The differences are explained below, and won't be embedded in this endpoint.

Single entry

/api/integration/metadata-suggestions/<:suggestion-name>/entryValues/<:entry-id>

It returns the data from one entry in a live import source

sample for a live import source /api/integration/metadata-suggestions/orcid/entryValues/0000-0002-4271-0436

{
  "id": "0000-0002-4271-0436",
  "display": "Smith, Dean",
  "value": "Smith, Dean",
  "type": "metadataSuggestionEntry",
  "metadataSuggestion": "orcid",
  "metadata": {
    "dc.identifier.orcid": [
      {
        "value": "0000-0002-4271-0436",
        "language": null,
        "authority": null,
        "confidence": 0,
        "place": -1
      }
    ],
    "dc.identifier.uri": [
      {
        "value": "https://orcid.org/0000-0002-4271-0436",
        "language": null,
        "authority": null,
        "confidence": 0,
        "place": -1
      }
    ],
    "person.familyName": [
      {
        "value": "Smith",
        "language": null,
        "authority": null,
        "confidence": 0,
        "place": -1
      }
    ],
    "person.givenName": [
      {
        "value": "Dean",
        "language": null,
        "authority": null,
        "confidence": 0,
        "place": -1
      }
    ]
  },
  "_links": {
    "self": {
      "href": "https://dspace7-internal.atmire.com/server/api/integration/metadata-suggestions/orcid/entryValues/0000-0002-4271-0436"
    },
    "differences": {
      "href": "https://dspace7-internal.atmire.com/server/api/integration/metadata-suggestions/orcid/entryValueDifferences/0000-0002-4271-0436"
    }
  }
}

The differences are explained below

Differences for a single entry

/api/integration/metadata-suggestions/<:suggestion-name>/entryValueDifferences/<:entry-id>

Parameters (workspaceitem or workflowitem is mandatory):

  • workspaceitem: the current workspace item ID (mutually exclusive with workflowitem)
  • workflowitem: the current workflow item ID (mutually exclusive with workspaceitem)
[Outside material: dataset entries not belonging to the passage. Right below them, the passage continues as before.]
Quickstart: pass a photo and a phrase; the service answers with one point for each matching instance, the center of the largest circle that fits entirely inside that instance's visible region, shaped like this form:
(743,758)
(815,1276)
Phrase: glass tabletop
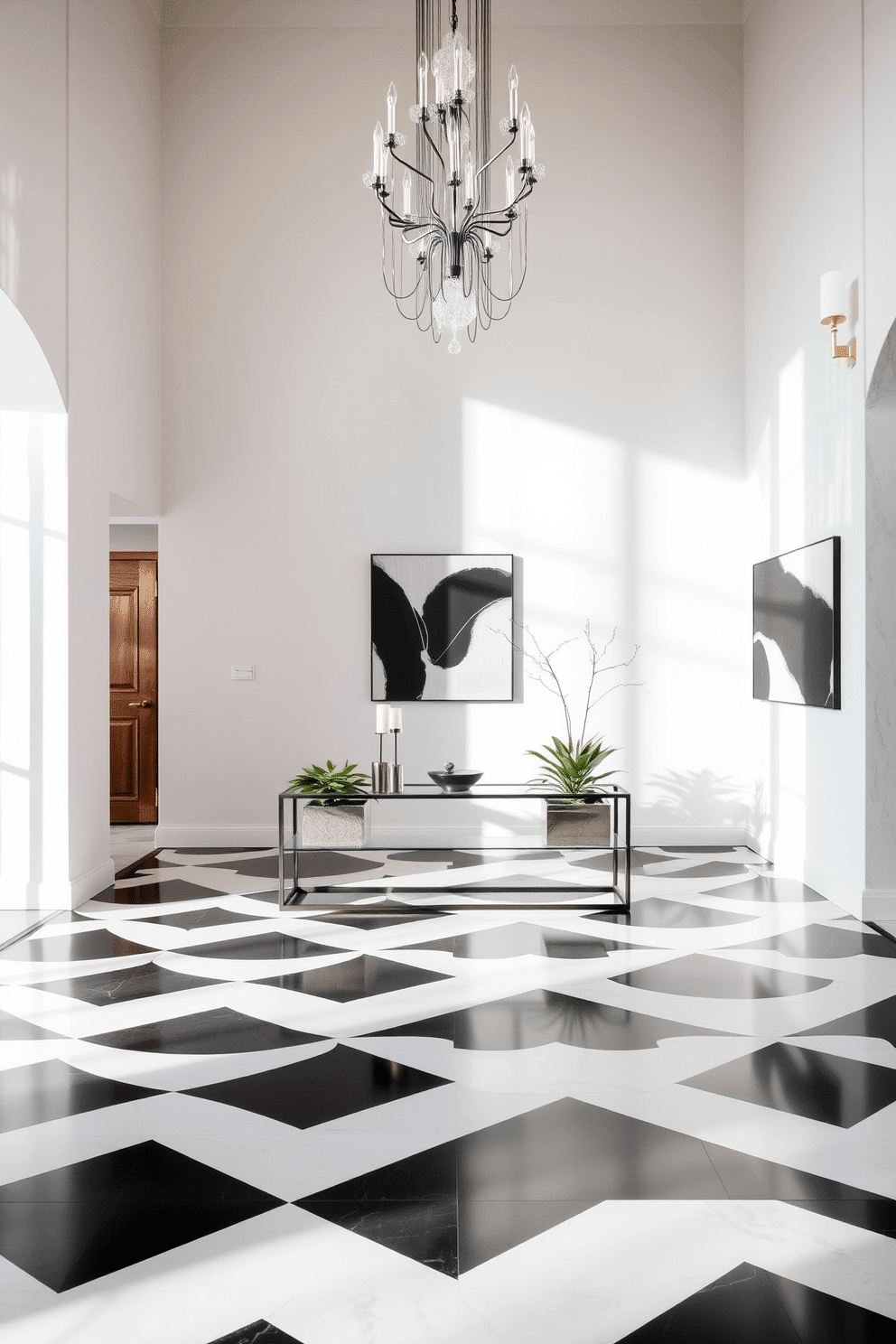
(477,790)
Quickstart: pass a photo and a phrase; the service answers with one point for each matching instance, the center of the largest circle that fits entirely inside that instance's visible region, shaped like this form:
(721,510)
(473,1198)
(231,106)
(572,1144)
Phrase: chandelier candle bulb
(526,124)
(445,206)
(833,297)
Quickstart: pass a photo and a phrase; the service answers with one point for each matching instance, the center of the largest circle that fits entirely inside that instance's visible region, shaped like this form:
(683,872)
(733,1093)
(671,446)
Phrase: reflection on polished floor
(219,1123)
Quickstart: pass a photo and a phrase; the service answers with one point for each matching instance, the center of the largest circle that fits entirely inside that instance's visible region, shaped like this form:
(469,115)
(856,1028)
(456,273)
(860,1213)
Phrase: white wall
(33,171)
(805,415)
(33,683)
(79,254)
(598,433)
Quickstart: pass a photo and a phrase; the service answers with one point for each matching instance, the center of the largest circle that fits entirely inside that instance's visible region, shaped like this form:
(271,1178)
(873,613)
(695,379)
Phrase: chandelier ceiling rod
(440,249)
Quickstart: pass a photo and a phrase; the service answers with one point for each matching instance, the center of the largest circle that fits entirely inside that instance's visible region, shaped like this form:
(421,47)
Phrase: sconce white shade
(833,299)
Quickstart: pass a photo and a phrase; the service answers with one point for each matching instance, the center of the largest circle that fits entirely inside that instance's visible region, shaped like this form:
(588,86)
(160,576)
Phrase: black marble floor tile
(262,947)
(822,941)
(219,1031)
(313,1092)
(259,1332)
(85,945)
(707,871)
(33,1094)
(123,985)
(217,848)
(785,890)
(424,1230)
(543,1016)
(750,1304)
(876,1022)
(163,892)
(714,977)
(516,939)
(264,866)
(207,919)
(675,850)
(80,1222)
(742,1307)
(822,1319)
(410,919)
(14,1029)
(874,1215)
(361,977)
(746,1176)
(804,1082)
(327,863)
(658,913)
(450,858)
(531,1172)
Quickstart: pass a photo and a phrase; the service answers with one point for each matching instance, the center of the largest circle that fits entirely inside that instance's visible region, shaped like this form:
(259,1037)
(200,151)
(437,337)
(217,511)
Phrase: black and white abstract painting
(796,641)
(443,627)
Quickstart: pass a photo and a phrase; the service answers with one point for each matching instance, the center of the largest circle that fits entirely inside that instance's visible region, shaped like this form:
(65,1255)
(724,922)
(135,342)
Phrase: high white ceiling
(399,14)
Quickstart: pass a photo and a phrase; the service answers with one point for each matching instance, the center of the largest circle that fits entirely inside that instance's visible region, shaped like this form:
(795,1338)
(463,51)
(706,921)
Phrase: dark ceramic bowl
(455,781)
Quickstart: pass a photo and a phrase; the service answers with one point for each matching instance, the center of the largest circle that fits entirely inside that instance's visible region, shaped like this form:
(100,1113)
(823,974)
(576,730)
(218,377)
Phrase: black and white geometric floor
(485,1126)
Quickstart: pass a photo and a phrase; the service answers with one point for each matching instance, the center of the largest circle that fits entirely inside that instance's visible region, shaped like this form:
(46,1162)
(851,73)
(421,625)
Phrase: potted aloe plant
(571,765)
(330,823)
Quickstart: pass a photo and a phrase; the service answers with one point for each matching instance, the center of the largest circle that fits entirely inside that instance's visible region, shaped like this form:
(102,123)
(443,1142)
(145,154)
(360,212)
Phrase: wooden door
(133,668)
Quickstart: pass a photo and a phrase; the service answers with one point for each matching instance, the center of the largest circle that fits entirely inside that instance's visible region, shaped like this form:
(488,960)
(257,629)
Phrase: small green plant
(345,781)
(571,768)
(573,765)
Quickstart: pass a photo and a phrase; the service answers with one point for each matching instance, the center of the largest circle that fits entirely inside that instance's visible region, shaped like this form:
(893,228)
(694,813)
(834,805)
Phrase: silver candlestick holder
(380,771)
(395,770)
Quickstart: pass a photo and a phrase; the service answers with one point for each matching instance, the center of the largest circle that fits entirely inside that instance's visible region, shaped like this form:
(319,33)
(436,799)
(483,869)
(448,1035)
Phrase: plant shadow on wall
(571,765)
(705,798)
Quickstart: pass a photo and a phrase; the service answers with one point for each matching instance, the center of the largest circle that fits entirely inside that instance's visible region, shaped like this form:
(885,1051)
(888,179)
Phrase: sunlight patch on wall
(637,542)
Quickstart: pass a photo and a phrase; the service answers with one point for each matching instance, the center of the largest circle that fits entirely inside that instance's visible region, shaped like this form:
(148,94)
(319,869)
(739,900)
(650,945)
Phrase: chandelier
(452,259)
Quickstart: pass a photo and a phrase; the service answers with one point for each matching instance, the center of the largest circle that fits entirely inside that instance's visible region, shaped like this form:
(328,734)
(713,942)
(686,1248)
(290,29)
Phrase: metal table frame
(292,892)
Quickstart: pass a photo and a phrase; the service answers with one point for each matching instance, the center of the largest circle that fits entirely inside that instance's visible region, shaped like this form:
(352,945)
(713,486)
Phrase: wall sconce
(833,313)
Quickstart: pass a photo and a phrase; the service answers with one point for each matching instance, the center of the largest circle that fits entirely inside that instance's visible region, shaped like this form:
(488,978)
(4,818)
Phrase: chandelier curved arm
(399,299)
(495,157)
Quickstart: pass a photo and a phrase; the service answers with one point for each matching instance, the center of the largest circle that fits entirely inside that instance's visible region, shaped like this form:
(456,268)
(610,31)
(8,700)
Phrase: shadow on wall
(33,627)
(636,542)
(705,798)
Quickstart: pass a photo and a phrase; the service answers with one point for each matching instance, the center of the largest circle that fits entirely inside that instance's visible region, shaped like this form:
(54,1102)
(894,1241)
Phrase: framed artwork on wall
(441,627)
(796,627)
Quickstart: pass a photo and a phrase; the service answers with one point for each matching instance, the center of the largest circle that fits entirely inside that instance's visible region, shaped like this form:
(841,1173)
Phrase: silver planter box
(342,826)
(578,823)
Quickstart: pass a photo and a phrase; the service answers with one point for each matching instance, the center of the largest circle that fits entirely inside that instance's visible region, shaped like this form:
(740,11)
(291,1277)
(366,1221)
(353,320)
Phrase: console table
(313,876)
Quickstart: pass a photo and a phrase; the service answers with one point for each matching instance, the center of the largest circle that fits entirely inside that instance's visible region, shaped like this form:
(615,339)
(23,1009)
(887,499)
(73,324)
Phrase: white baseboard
(445,836)
(673,836)
(89,883)
(843,894)
(58,894)
(879,903)
(217,836)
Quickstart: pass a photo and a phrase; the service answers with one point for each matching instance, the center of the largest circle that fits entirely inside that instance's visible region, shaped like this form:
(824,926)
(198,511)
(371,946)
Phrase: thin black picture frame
(435,555)
(835,624)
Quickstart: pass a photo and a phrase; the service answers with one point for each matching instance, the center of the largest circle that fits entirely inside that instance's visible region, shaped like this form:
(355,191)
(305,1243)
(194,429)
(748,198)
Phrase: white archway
(880,695)
(33,624)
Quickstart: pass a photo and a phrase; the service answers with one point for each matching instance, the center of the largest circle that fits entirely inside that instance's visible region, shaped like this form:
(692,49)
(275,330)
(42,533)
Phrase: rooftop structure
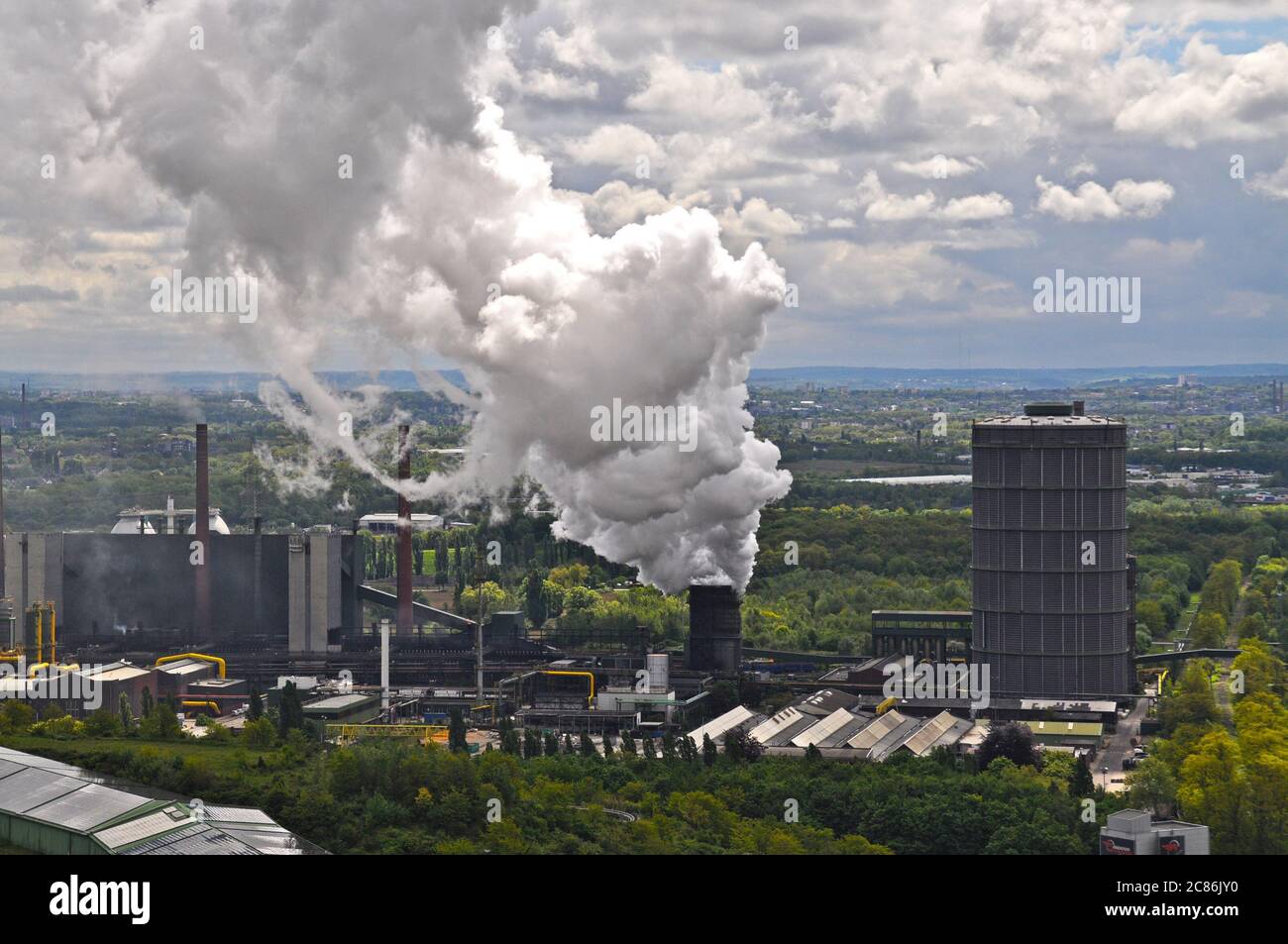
(1134,832)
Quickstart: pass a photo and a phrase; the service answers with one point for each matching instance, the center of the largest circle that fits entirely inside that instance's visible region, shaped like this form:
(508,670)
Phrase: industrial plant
(172,603)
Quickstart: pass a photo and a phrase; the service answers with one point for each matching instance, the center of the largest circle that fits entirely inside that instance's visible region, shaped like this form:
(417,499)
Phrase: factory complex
(174,605)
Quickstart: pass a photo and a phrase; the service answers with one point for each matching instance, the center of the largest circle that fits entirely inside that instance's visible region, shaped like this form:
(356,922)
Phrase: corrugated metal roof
(880,726)
(339,702)
(1072,729)
(828,725)
(767,729)
(925,737)
(270,841)
(77,803)
(193,840)
(30,788)
(717,726)
(893,739)
(145,827)
(89,806)
(842,734)
(236,814)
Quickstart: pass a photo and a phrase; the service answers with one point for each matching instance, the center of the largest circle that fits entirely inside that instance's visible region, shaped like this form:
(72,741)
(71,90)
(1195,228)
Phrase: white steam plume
(450,240)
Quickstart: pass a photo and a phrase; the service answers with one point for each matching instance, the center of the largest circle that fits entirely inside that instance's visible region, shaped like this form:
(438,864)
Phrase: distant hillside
(859,377)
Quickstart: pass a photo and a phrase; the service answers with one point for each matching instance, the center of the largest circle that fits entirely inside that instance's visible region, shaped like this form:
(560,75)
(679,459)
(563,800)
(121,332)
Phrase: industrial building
(715,629)
(1052,608)
(1134,832)
(59,809)
(841,733)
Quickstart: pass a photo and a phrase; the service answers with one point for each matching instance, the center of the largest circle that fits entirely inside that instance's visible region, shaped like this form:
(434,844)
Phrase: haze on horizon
(913,166)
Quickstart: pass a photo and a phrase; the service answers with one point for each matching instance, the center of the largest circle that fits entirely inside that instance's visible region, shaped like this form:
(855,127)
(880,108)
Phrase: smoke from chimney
(465,253)
(1,515)
(403,562)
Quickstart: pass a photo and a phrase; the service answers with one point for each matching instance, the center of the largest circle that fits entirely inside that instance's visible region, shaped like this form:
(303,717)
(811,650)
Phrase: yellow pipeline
(223,666)
(214,708)
(68,668)
(588,675)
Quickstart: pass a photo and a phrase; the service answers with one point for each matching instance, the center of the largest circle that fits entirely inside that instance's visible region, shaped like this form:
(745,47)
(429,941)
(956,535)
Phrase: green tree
(1151,786)
(254,703)
(127,712)
(531,743)
(1013,741)
(708,750)
(259,734)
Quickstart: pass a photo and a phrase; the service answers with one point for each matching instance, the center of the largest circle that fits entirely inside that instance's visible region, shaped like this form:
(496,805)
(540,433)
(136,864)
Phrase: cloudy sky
(912,166)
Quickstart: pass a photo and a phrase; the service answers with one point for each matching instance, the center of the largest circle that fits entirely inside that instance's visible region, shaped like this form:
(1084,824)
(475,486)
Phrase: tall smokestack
(404,613)
(201,621)
(715,629)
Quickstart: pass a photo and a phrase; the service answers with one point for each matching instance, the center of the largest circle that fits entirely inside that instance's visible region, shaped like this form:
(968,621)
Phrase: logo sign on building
(1112,845)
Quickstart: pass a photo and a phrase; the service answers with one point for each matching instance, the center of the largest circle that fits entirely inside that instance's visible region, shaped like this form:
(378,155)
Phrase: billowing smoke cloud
(450,240)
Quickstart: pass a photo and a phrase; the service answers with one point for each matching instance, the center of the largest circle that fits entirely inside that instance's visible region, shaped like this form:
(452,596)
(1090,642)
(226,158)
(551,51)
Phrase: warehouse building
(58,809)
(351,708)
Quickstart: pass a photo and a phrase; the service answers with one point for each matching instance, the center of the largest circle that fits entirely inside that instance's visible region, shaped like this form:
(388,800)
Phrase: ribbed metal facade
(715,629)
(1047,622)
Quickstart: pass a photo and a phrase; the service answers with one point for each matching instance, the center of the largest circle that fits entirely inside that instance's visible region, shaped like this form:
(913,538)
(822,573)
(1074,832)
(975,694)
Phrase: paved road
(1120,746)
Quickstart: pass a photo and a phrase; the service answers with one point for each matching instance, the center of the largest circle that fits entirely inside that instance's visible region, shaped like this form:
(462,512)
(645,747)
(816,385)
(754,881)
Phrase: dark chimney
(404,610)
(201,621)
(259,571)
(715,629)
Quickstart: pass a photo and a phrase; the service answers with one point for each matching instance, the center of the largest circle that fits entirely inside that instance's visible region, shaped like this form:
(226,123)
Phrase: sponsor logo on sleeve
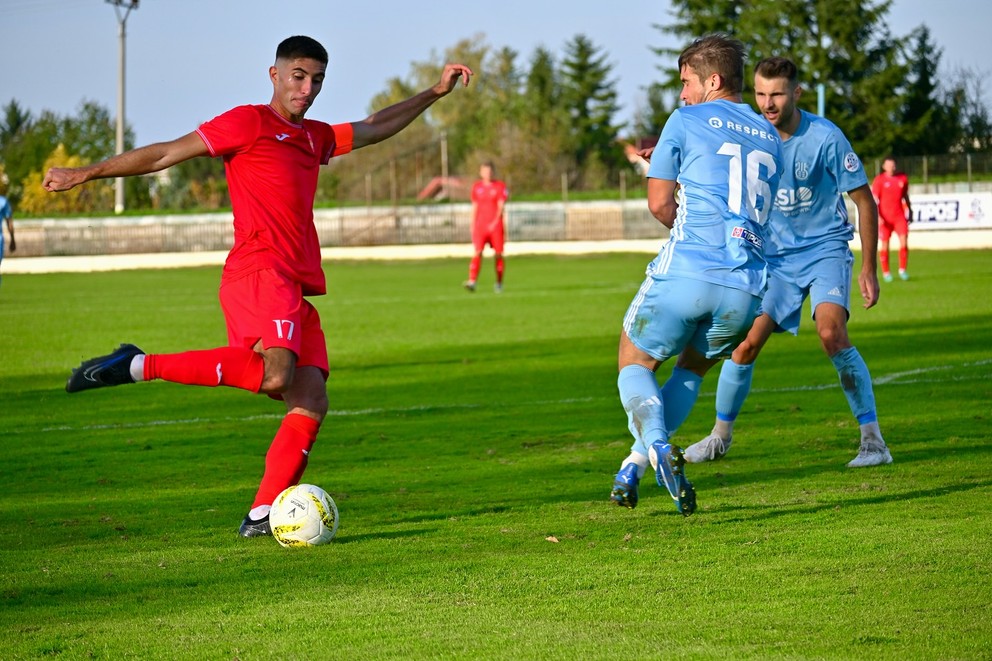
(851,162)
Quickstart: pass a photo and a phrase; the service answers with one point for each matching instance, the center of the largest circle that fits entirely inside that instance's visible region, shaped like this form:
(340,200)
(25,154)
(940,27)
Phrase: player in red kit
(891,191)
(488,199)
(276,346)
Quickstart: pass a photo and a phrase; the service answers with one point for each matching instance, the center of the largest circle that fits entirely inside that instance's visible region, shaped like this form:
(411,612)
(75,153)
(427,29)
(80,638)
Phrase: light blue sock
(732,389)
(679,394)
(855,380)
(641,399)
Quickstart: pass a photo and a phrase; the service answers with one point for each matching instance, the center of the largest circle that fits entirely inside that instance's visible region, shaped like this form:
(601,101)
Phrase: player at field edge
(891,190)
(702,292)
(488,200)
(809,255)
(276,346)
(6,216)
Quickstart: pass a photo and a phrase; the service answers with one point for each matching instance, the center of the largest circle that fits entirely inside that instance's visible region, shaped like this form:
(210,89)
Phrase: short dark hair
(298,47)
(716,53)
(778,67)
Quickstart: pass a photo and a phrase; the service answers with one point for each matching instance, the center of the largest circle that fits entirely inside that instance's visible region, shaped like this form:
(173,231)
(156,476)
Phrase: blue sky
(188,60)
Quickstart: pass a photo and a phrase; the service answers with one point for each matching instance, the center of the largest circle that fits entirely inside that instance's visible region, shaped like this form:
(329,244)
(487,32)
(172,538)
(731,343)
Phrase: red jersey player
(272,156)
(891,191)
(488,198)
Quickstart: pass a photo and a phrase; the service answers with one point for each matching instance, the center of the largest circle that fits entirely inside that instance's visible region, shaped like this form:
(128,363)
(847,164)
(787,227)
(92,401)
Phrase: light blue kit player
(6,216)
(808,254)
(702,292)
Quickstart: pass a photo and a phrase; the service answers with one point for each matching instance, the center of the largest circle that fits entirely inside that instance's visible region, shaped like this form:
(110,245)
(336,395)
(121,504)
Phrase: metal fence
(370,226)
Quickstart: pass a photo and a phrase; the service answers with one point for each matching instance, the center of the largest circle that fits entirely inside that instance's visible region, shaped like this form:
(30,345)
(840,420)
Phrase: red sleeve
(876,187)
(232,131)
(336,140)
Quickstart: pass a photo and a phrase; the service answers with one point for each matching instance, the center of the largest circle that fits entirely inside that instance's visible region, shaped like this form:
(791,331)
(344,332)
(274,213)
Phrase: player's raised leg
(732,390)
(855,381)
(288,455)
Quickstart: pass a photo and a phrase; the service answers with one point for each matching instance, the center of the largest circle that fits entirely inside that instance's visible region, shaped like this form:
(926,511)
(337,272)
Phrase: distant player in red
(272,156)
(891,191)
(488,199)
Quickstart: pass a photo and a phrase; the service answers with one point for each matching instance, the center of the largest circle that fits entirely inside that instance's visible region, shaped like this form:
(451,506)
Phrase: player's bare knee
(277,380)
(746,352)
(833,340)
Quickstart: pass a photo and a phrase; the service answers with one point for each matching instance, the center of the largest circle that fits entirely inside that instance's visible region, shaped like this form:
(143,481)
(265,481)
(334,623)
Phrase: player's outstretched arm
(868,232)
(389,121)
(661,200)
(142,160)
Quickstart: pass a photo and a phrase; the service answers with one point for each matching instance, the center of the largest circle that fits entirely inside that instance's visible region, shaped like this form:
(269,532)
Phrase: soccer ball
(303,515)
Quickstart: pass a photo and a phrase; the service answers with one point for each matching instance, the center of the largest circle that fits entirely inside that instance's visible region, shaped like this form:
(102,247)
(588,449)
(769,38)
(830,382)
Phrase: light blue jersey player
(6,216)
(807,247)
(712,180)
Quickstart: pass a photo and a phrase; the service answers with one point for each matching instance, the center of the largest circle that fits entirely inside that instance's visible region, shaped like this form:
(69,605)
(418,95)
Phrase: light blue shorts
(824,279)
(669,314)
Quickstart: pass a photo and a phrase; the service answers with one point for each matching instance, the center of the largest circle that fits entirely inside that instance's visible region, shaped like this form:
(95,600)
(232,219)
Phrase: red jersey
(890,191)
(272,166)
(488,198)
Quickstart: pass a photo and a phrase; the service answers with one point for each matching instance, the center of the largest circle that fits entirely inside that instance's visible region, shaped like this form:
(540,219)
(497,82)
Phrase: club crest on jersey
(747,235)
(851,162)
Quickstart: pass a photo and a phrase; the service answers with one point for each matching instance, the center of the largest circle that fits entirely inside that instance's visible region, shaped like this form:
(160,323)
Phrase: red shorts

It returns the suggested metadata changes from one entry to be applied to the given item

sample for a live import source /api/integration/metadata-suggestions/orcid/entryValueDifferences/0000-0002-4271-0436?workspaceitem=123

{
  "differences" : {
    "dc.identifier.orcid" : {
      "currentvalues" : [],
      "suggestions" : [
        {
          "operations": [ "add/metadata/dc.identifier.orcid/-" ],
          "newvalue": "0000-0002-4271-0436"
        }
      ]
    },
    "dc.identifier.uri" : {
      "currentvalues" : [ "https://profiles.utsouthwestern.edu/profile/16780/dean-smith.html" ],
      "suggestions" : [
        {
          "operations": [ "add/metadata/dc.identifier.uri/-", "replace/metadata/dc.identifier.uri/0" ],
          "newvalue": "https://orcid.org/0000-0002-4271-0436"
        }
      ]
    }
  },
  "_links": {
    "self": {
      "href": "https://dspace7-internal.atmire.com/server/api/integration/metadata-suggestions/orcid/entryValueDifferences/0000-0002-4271-0436?workspaceitem=123"
    }
  }
}

sample for a live import source /api/integration/metadata-suggestions/pubmed/entryValueDifferences/31383667?workspaceitem=456

{
  "differences" : {
    "dc.contributor.author" : {
      "currentvalues" : [ "D. Pollard", "C. E. Wylie[virtual::1373]" ],
      "suggestions" : [
        {
          "operations": [ "replace/metadata/dc.contributor.author/0", "add/metadata/dc.contributor.author/-" ],
          "newvalue": "Pollard, D"
        },
        {
          "operations": [ "namevariant/metadata/dc.contributor.author/1", "add/metadata/dc.contributor.author/-" ],
          "newvalue": "Wylie, C E"
        },
        {
          "operations": [ "add-relationship/metadata/dc.contributor.author/-" ],
          "newvalue": "Newton, J R",
          "item": "1f8b3dd7-f5ae-4153-bf17-808d3a5379ac",
          "relationship-type" : 1
        }
    ]
    },
    "dc.date.issued" : {
      "currentvalues": [ "2019" ],
      "suggestions": [
        {
          "operations": [ "replace/metadata/dc.date.issued/0" ],
          "newvalue": "2019-09-23"
        }
      ]
    },
    "dc.subject" : {
      "currentvalues" : [],
      "suggestions": [
        {
          "operations": [ "add/metadata/dc.subject/-" ],
          "newvalue": "DNA replication inhibitors"
        },
        {
          "operations": [ "add/metadata/dc.subject/-" ],
          "newvalue": "Mycobacterium"
        }
      ]
    }
  },
  "_links": {
    "self": {
      "href": "https://dspace7-internal.atmire.com/server/api/integration/metadata-suggestions/pubmed/entryValueDifferences/31383667?workspaceitem=456"
    }
  }
}

The suggested changes are based on the current item:

  • It takes the current metadata of the item into account (don't suggest to add a title which is already present)
  • It takes the submission forms into account (don't suggest to change metadata fields which are not editable based on input forms, only one value for a non-repeatable field)
  • It suggests operations to apply to the item. The first operation is considered the most relevant by REST (but the user can choose another operation)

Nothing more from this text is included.